Anyhow, there's a sense of deja vu with this one as we have a rematch from 11 years ago when the Seattle Seahawks and New England Patriots squared off. As always, SBI brings the inquiries (or throws shade) and I put forth often ill fated attempts at levity.
Here we go!
Super Bowl Inquisitor: Wow, hard to believe this has been going on for two decades. A lotta things have changed , but there's been one constant: the Minnesota Vikings have not even made it to the big game, much less won it.
Brad Carlson: Just hang with me for another 20 years. It's gonna happen eventually. I think. I hope.
SBI: Well then right outta the chute I'll make this my first question. Your Vikings let Sam Darnold walk to Seattle after the 2024 season. They also attempted to move heaven and earth in '24 to acquire the Patriots’ #3 draft pick in order to select quarterback Drake Maye, but were rebuffed. Your reaction?
BC: Imagine you're a lovestruck teenaged guy and you're reminded of the love you lost and the love you couldn't score because she was way out of your league.
SBI: I have a feeling I know how this is gonna go, but I feel obligated to get your reactions. Yes, it's the musical talent.
First up, the opening ceremony - Green Day.
BC: Don't care. Just hope they have the time of their lives.
SBI: National Anthem will be performed by Charlie Puth.
BC: Sounds like an Arrested Development character.
SBI: Brandi Carlile gets the nod for American the Beautiful.
BC: Loved her as the lead singer of the Go-Go's.
SBI: The Black National Anthem will be sung by Coco Jones.
BC: OK, now I'm impressed.

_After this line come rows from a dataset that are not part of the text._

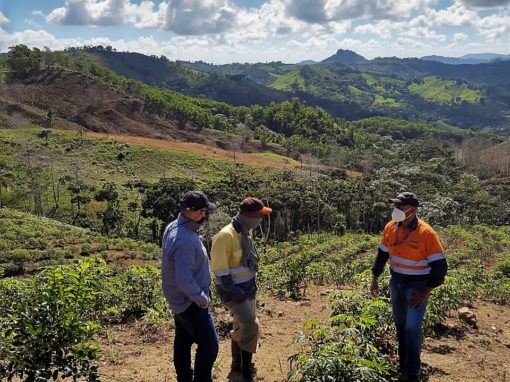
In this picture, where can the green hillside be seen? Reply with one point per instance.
(29, 242)
(445, 91)
(292, 81)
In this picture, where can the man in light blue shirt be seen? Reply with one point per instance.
(185, 280)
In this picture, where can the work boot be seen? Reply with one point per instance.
(247, 367)
(236, 356)
(404, 377)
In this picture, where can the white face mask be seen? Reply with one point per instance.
(250, 223)
(398, 215)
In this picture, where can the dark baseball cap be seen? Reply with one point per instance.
(196, 200)
(254, 206)
(405, 198)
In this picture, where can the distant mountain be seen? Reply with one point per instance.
(470, 59)
(345, 57)
(306, 62)
(233, 88)
(346, 84)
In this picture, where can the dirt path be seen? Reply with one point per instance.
(482, 355)
(261, 159)
(201, 149)
(130, 355)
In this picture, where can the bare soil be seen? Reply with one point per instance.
(134, 353)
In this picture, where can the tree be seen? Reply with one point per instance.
(112, 218)
(23, 60)
(5, 181)
(161, 202)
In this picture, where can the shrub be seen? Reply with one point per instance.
(47, 327)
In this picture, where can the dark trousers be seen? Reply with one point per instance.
(195, 325)
(408, 322)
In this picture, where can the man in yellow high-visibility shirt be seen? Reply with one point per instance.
(417, 265)
(234, 261)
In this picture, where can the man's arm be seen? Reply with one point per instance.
(220, 250)
(438, 268)
(183, 255)
(378, 268)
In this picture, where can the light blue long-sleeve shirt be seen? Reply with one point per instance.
(185, 266)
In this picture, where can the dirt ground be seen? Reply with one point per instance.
(134, 353)
(201, 149)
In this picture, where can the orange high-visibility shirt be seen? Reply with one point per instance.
(411, 252)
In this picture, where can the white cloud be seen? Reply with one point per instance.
(195, 17)
(32, 23)
(382, 28)
(459, 37)
(495, 27)
(321, 11)
(89, 12)
(485, 3)
(144, 15)
(454, 16)
(3, 19)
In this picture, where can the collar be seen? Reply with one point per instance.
(412, 226)
(237, 225)
(183, 220)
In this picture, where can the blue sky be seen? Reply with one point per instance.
(224, 31)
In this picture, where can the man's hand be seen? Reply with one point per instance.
(204, 306)
(374, 288)
(418, 297)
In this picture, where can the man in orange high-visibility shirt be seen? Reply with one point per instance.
(417, 265)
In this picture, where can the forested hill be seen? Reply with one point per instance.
(346, 85)
(159, 71)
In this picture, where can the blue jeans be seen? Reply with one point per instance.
(408, 322)
(195, 325)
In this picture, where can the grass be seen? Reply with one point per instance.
(445, 91)
(390, 102)
(286, 81)
(28, 242)
(275, 156)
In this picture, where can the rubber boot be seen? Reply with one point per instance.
(236, 356)
(247, 367)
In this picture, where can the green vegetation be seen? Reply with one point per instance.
(76, 211)
(445, 91)
(47, 323)
(29, 242)
(292, 81)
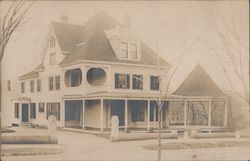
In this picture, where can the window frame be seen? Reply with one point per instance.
(32, 86)
(52, 61)
(154, 87)
(8, 85)
(126, 81)
(39, 85)
(41, 108)
(22, 87)
(53, 108)
(133, 51)
(122, 50)
(16, 110)
(57, 82)
(136, 80)
(51, 83)
(32, 110)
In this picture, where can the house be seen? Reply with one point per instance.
(89, 73)
(92, 72)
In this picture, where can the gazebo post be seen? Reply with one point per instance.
(225, 113)
(148, 114)
(101, 115)
(126, 114)
(185, 113)
(209, 113)
(83, 114)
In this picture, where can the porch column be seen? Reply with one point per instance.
(154, 113)
(62, 113)
(126, 114)
(83, 114)
(101, 116)
(209, 113)
(225, 114)
(185, 113)
(148, 114)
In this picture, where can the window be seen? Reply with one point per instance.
(73, 77)
(96, 76)
(138, 114)
(53, 109)
(32, 110)
(8, 84)
(133, 51)
(57, 82)
(52, 58)
(124, 50)
(51, 82)
(16, 110)
(39, 85)
(32, 86)
(52, 41)
(154, 83)
(122, 81)
(22, 87)
(41, 107)
(137, 82)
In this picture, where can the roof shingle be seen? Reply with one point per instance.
(198, 83)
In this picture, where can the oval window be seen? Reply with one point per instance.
(96, 76)
(73, 77)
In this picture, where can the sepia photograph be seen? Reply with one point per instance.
(124, 80)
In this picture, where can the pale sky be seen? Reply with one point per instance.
(177, 26)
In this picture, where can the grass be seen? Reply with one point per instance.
(177, 146)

Not only was she a U.S. Olympian, but she can sing, too????
SBI: And finally, the halftime show's featured entertainer will be Bad Bunny.
BC: It could be Bugs Bunny, Bugsy Malone or Post Malone. It still wouldn't do a lot for me.
SBI: Which version of the Seahawks-Pats matchup do you prefer - Super Bowl 60 or 49.
BC: Easily the original version, which is SB 49. Pats-Hawks without Tom Brady and Marshawn Lynch is the equivalent of a Hawaii Five-O remake without McGarrett and Chin Ho.
SBI: In this day and age there are opportunities to make money via unusual prop bets, including betting on the color of Gatorade dumped on the winning head coach. Is there anything in particular you'd consider a sure thing?
BC: Hammer the over on the number of times NBC announcer guy Cris Collinsworth says "Here's a guy..." That, and Collinsworth somehow invoking Patrick Mahomes' name despite his not even playing in this year's Super Bowl.
SBI: For the third time ever, the two Super Bowl coaches have the same first name. Fascinating fact our useless trivia?
BC: Ah, that's right. I keep forgettin' the name of the Seahawks coach.
SBI: Ugh. Clearly you're getting bored at this point. Moving on.
What's on the menu for this year's gathering?
BC: I'm re-upping a motto from Super Bowls past: If it's green, it's trouble; if it's fried, make it double.
SBI: Now to the official prediction. The Seahawks have been holding steady as a 4-1/2 point favorite. How do ya see this one?
BC: Seattle is the better, more talented team. But I just have an inkling that Pats coach Mike Vrabel will push the right buttons to get his team over the top. Not only do the Patriots cover the spread but they win outright.
I say 21-20, New England.
With that, thanks for hangin' in these past 20 years!